You are viewing a plain text version of this content. The canonical link for it is here.
Posted to dev@orc.apache.org by Gopal Vijayaraghavan <go...@apache.org> on 2016/11/04 05:07:55 UTC

[discuss] Fixing DecimalColumnVector cache misses

Hi,

(x-posted for discussion)

Hive's storage-api + ORC vector readers have a cache miss built-into it for the case of Decimal readers. 

With LLAP, two distinct cache misses are basically dragging Decimal performance down.

DecimalColumnVector -> HiveDecimalWritable -> HiveDecimal(BigInteger) -> new BigDecimal()

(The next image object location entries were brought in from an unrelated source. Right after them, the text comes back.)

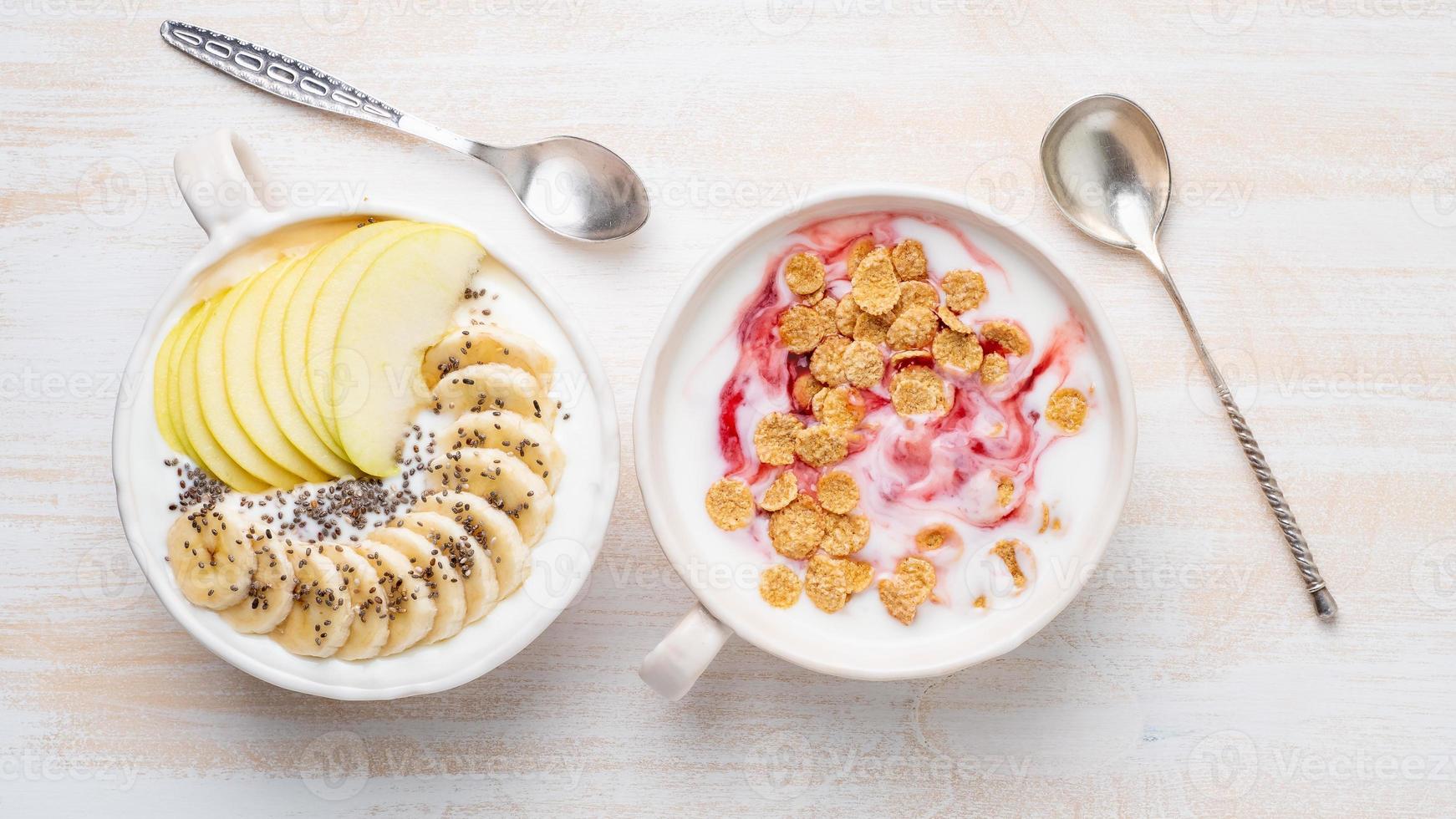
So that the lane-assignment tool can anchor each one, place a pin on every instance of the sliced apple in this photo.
(211, 392)
(245, 396)
(402, 304)
(272, 377)
(298, 300)
(328, 313)
(210, 454)
(162, 380)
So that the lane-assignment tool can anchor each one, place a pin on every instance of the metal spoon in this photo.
(573, 186)
(1107, 168)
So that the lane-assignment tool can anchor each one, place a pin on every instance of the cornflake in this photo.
(874, 286)
(858, 575)
(824, 583)
(959, 351)
(797, 530)
(1006, 550)
(827, 306)
(916, 390)
(804, 274)
(841, 410)
(822, 445)
(827, 363)
(909, 259)
(845, 534)
(965, 290)
(1006, 336)
(804, 390)
(779, 587)
(781, 492)
(863, 365)
(837, 492)
(871, 329)
(730, 504)
(857, 253)
(914, 329)
(934, 537)
(995, 369)
(910, 587)
(1067, 410)
(918, 294)
(801, 328)
(845, 316)
(953, 320)
(776, 437)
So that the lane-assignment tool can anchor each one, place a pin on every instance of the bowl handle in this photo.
(676, 664)
(221, 181)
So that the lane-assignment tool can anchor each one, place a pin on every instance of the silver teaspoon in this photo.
(573, 186)
(1107, 168)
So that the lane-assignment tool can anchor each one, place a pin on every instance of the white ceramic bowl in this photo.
(706, 559)
(214, 176)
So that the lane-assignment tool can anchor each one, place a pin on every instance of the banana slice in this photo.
(482, 387)
(465, 555)
(370, 628)
(486, 343)
(322, 608)
(430, 565)
(411, 608)
(211, 557)
(270, 594)
(507, 431)
(491, 528)
(502, 481)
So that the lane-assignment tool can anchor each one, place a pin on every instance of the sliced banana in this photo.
(502, 481)
(482, 387)
(322, 610)
(486, 343)
(430, 565)
(411, 608)
(270, 593)
(465, 555)
(491, 528)
(211, 557)
(370, 628)
(522, 437)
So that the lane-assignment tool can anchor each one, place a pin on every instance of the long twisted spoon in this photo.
(569, 185)
(1107, 168)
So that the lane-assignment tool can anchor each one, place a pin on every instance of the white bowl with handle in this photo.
(724, 577)
(220, 179)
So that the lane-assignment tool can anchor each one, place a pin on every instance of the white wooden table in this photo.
(1314, 230)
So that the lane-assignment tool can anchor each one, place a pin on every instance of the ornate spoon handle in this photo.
(1314, 581)
(298, 82)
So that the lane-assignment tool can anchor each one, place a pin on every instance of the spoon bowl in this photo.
(1108, 170)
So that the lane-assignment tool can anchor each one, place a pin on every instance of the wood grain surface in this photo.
(1314, 230)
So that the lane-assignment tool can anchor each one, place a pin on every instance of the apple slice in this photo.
(272, 377)
(298, 310)
(210, 454)
(211, 392)
(402, 304)
(241, 375)
(163, 379)
(328, 312)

The writable is entirely overhead and so is the BigInteger -> BigDecimal conversions, particularly since the HiveDecimal type is not boxed unlike a "long".

Modifying the writable involves a fresh allocation of a HiveDecimal, which makes the object reference a rather unsightly cache miss (this is TPC-H Q1).



Changing this in hive/storage-api will produce a chicken-egg scenario between hive/storage-api -> orc -> hive/ql/exec/vectorization, across projects.

I'm conflicted on how to change DecimalColumnVector one-shot without breaking things (if possible, remove BigInteger allocations in the read-path as a possible optimization). 

Suggestions/discuss?

Cheers,
Gopal